The Wapack Lodge
The trail’s popularity grew so quickly that in 1924 Frank Robbins and Marion Buck decided to build the Wapack Lodge to house paying guests. They found a cellar hole near where the trail crossed Turnpike Road in New Ipswich that had once been a house built in 1776, and atop it they built a one-story bungalow. It proved so popular for overnight stays that in 1936 they cut off the roof, raised it with jacks, and built a second story. With the addition, the lodge could accommodate as many as 25 overnight guests and 100 diners. In a presentation prepared in 2014, Windblown owner Al Jenks relates that Sunday dinners at the lodge “were extraordinary with fresh vegetables from her [Marion’s] garden, chickens butchered that morning, cream from the morning milking, and good cheer all around as people ate at long tables in the cavernous dining room.”
Frank Robbins and Marion Buck married in 1946, but Robbins died less than a year later.
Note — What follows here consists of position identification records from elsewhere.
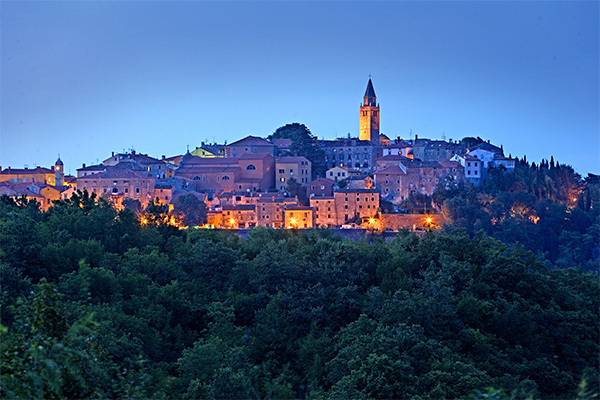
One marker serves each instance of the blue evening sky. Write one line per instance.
(84, 78)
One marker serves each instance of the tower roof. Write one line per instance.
(370, 92)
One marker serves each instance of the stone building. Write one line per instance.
(369, 116)
(297, 168)
(351, 203)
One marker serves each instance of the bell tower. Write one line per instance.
(369, 115)
(59, 173)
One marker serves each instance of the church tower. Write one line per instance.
(369, 115)
(59, 173)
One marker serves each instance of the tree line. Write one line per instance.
(97, 305)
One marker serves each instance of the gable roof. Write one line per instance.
(252, 141)
(370, 92)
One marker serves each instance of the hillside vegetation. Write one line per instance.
(94, 305)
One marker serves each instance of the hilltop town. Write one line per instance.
(290, 179)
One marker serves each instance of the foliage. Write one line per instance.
(193, 210)
(303, 144)
(129, 311)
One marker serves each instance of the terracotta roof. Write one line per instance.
(393, 157)
(254, 156)
(178, 193)
(294, 159)
(23, 171)
(322, 198)
(111, 173)
(487, 147)
(393, 170)
(282, 143)
(251, 141)
(99, 167)
(370, 92)
(247, 207)
(356, 191)
(298, 208)
(345, 142)
(324, 180)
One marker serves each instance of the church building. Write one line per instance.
(369, 116)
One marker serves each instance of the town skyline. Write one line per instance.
(77, 82)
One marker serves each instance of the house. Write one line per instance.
(506, 162)
(27, 175)
(359, 182)
(297, 168)
(320, 187)
(248, 172)
(350, 203)
(207, 150)
(397, 182)
(239, 216)
(298, 217)
(325, 211)
(270, 210)
(250, 145)
(119, 184)
(340, 173)
(473, 167)
(390, 160)
(350, 152)
(141, 162)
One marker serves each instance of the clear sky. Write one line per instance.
(85, 78)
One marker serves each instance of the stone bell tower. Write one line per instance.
(59, 173)
(369, 115)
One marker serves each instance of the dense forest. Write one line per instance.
(97, 305)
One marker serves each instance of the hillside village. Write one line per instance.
(270, 182)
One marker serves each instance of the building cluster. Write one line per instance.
(256, 182)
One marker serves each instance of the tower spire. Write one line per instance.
(369, 115)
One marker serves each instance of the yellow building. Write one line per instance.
(209, 151)
(325, 211)
(298, 217)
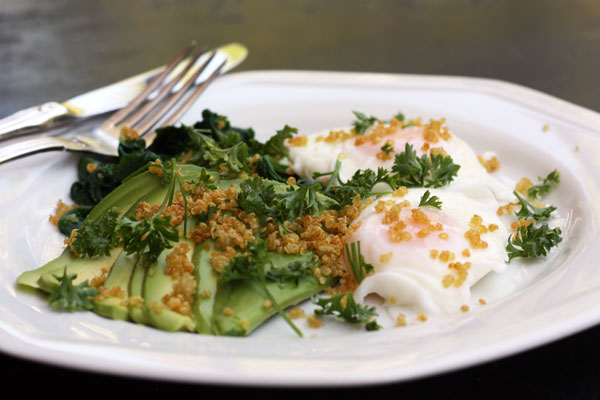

Marion later married a longtime friend Lawrence Davis, kept up her trail work and ran the lodge.
Usage of the trail was curtailed by World War II as new highways allowed hikers and skiers to travel further afield. The Wapack Lodge closed in 1958. The Davises lived there until Lawrence Davis died in 1964, when Marion sold the building and moved to a trailer across the street. She then worked as the cook at New Ipswich Central School. Many in town remember her fondly from their school days and recall the great meals she served. The building, which had been used as a private home, was struck by lightning and burned down in 1993.